Sequoyah Nuclear Power Plant on Tennessee River near Soddy-Daisy
Sequoyah Nuclear Power Plant on Tennessee River near Soddy-Daisy

After generating more than 13.5 billion kilowatt hours electricity over the past 18 months, the Tennessee Valley Authority began a scheduled refueling outage today on the Unit 2 reactor at its Sequoyah Nuclear Plant near Soddy Daisy.

TVA is bringing in an extra 700 utility and contract workers during the maintenance outage over the next several weeks.
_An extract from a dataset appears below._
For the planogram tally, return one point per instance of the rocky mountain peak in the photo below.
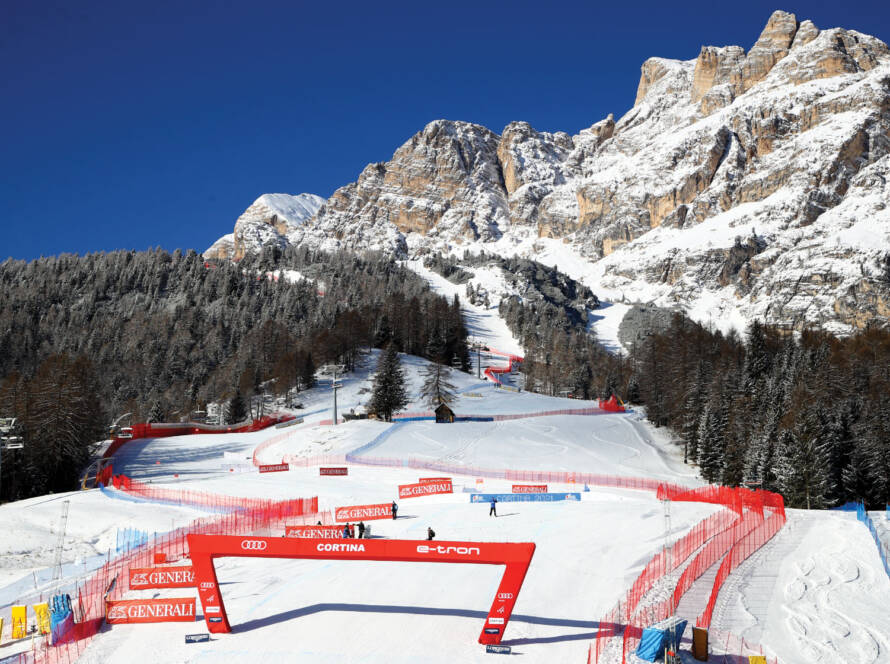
(739, 185)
About 10,000 work activities are planned, including loading new fuel assemblies, performing inspections of reactor components, maintenance of plant equipment and installing unit enhancements.

"Outages like this are vital to continuing nuclear power's role as a key supplier of reliable, low-cost, clean electricity to those we serve in the Tennessee Valley," said Tony Williams, Sequoyah''s site vice president. "In addition to loading new fuel, some key maintenance activities can only be safely completed when we are offline, so we will make the most of this opportunity to ensure Unit 2 operates safely and reliably for another 18 months."

Sequoyah Unit 2 is one of seven operational TVA nuclear reactors in Tennessee and Alabama which collectively supply about one third of TVA's power.

TVA will lose a key power generator as temperatures Saturday are expected to rise into the upper 80s across much of TVA's 7-state region. But springtime power demand is still usually much lower than the power peaks TVA reaches during the coldest winter months of December, January and February or the hottest months of the summer in June, July and August.

This summer, for the first time, TVA also will have the benefit of two reactors at its Watts Bar Nuclear Plant near Spring City. TVA added Watts Bar Unit 2 as a commercial power plant last September.